In the presence of favorable tropospheric ducting (tropo-ducting) conditions, “bent” radio signals 301 experience less attenuation, and when traveling long distances, may cause remote interference (RI) 303. Remote interference is a specific type of interference among distant TDD base stations 104, 104B, 104C, 104D (e.g., gNBs), operating under the same (or overlapping) frequency channels, due to the result of the propagation delay of the long-distance radio signal 301 exceeding the provisioned guard period of the TDD system. When tropospheric ducting occurs, downlink signals 301 of the so-called aggressor base station 104 may be captured by uplink receivers of the so-called victim base station(s) 104B, 104C, 104D. The spectrum in which this effect occurs may be approximately from 0.3 to 30 gigahertz (GHz), thus covering the most widely used frequency bands in 5G networks.

Propagation conditions in tropospheric ducting depend mainly on humidity, air temperature and pressure of the troposphere. Since humidity plays a major role, remote interference is more probable in regions with high evaporation rates (e.g., tropical regions, coastal environments). In inland areas, remote interference may be present more strongly during the transition between seasons (e.g., spring to summer and summer to autumn), and for coastal areas during winter, though it has been observed throughout the year in certain areas.
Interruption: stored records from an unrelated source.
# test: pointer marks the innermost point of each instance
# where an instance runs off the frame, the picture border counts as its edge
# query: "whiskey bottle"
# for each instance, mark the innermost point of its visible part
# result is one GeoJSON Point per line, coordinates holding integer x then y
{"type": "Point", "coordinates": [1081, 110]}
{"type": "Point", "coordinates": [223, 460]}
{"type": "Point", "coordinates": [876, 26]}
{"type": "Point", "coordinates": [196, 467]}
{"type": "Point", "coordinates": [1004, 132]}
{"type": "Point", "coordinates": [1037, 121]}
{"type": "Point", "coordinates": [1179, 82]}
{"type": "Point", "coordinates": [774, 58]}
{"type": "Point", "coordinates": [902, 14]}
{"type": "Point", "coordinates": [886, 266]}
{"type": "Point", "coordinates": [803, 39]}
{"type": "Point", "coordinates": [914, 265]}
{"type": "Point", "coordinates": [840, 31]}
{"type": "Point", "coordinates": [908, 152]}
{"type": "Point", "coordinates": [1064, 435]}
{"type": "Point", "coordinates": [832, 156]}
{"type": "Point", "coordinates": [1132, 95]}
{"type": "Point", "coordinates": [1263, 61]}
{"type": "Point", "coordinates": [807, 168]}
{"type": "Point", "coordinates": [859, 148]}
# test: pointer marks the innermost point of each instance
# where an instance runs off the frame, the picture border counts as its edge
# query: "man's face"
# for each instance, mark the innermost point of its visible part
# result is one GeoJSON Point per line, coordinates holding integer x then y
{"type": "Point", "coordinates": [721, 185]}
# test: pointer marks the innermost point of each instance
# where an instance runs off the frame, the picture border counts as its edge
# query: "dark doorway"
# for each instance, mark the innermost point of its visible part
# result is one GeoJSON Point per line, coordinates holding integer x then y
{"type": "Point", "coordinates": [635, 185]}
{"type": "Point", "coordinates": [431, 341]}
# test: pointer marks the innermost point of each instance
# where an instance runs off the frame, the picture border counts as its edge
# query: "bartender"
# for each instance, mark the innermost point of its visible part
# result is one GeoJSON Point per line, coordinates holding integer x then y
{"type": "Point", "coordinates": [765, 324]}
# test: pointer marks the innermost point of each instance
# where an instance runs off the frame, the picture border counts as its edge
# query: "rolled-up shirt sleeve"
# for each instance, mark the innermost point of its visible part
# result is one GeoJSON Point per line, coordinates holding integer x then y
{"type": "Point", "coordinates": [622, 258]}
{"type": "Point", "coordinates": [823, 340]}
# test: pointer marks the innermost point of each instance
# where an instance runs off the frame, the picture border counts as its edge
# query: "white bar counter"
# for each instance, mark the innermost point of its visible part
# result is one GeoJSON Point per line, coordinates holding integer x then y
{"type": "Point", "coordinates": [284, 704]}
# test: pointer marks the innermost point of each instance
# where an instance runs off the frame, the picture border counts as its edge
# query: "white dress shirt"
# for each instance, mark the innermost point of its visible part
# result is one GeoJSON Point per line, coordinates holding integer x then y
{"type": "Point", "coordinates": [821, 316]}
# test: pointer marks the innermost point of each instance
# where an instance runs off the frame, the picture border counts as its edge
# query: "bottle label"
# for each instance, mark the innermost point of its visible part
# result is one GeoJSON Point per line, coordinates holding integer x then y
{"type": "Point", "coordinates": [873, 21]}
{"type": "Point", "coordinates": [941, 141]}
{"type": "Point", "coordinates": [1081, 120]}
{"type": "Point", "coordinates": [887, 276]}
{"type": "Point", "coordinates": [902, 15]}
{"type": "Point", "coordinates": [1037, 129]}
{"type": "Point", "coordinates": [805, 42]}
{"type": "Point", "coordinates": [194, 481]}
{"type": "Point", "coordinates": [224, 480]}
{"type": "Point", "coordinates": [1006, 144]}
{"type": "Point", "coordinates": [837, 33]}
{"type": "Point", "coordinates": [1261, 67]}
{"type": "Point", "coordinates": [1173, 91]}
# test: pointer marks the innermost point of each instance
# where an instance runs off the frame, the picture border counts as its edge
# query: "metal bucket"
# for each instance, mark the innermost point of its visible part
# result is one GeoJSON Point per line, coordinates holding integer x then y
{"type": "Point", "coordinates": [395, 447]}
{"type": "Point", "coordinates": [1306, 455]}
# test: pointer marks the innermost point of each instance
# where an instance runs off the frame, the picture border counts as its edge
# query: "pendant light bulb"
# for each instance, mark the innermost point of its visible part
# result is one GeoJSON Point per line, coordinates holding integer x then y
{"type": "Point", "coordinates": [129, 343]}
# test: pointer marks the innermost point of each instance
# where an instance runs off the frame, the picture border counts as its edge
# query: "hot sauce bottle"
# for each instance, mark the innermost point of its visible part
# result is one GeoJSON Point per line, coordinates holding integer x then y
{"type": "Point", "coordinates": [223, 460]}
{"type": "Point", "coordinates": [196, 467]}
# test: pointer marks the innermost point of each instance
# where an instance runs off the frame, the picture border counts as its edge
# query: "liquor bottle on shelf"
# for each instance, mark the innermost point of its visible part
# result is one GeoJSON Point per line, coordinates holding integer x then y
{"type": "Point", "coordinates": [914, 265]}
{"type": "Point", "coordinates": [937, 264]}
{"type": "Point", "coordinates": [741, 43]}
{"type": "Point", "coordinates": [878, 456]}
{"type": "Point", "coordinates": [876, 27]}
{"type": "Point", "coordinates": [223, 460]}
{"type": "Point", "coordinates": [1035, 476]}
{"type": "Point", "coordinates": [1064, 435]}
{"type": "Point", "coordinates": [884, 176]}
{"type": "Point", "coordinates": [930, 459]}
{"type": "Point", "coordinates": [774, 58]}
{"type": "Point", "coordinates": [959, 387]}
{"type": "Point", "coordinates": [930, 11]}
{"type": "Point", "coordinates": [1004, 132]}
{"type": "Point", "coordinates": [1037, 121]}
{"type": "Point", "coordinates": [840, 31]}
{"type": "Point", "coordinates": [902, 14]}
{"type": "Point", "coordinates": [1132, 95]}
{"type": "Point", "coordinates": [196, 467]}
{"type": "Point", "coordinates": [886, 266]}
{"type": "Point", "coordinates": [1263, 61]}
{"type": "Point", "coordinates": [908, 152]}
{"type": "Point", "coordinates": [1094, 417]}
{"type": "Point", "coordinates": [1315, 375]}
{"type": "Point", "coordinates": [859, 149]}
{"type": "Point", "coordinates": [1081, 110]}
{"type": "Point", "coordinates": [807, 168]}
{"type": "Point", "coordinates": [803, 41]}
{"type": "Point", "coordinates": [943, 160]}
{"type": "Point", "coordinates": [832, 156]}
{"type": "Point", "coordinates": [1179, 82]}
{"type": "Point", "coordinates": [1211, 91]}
The intensity of tropospheric ducting varies based on many factors. However, it should be noted that uplink paths suffer tremendously in intense ducting situations. The impact of remote interference to mobile networks may be seen as a detriment of the UE's ability to gain access and retain reliable service. During tropospheric ducting conditions, performance may be significantly degraded compared to non-ducting periods, for example in terms of block error rate (BLER), random-access channel (RACH) success rates, success rates of accessing the network, radio failure rates, cell throughput, and user throughput. Therefore, the impact of remote interference caused by tropospheric ducting can be severe, possibly affecting the ability to access the network and to make voice and data calls.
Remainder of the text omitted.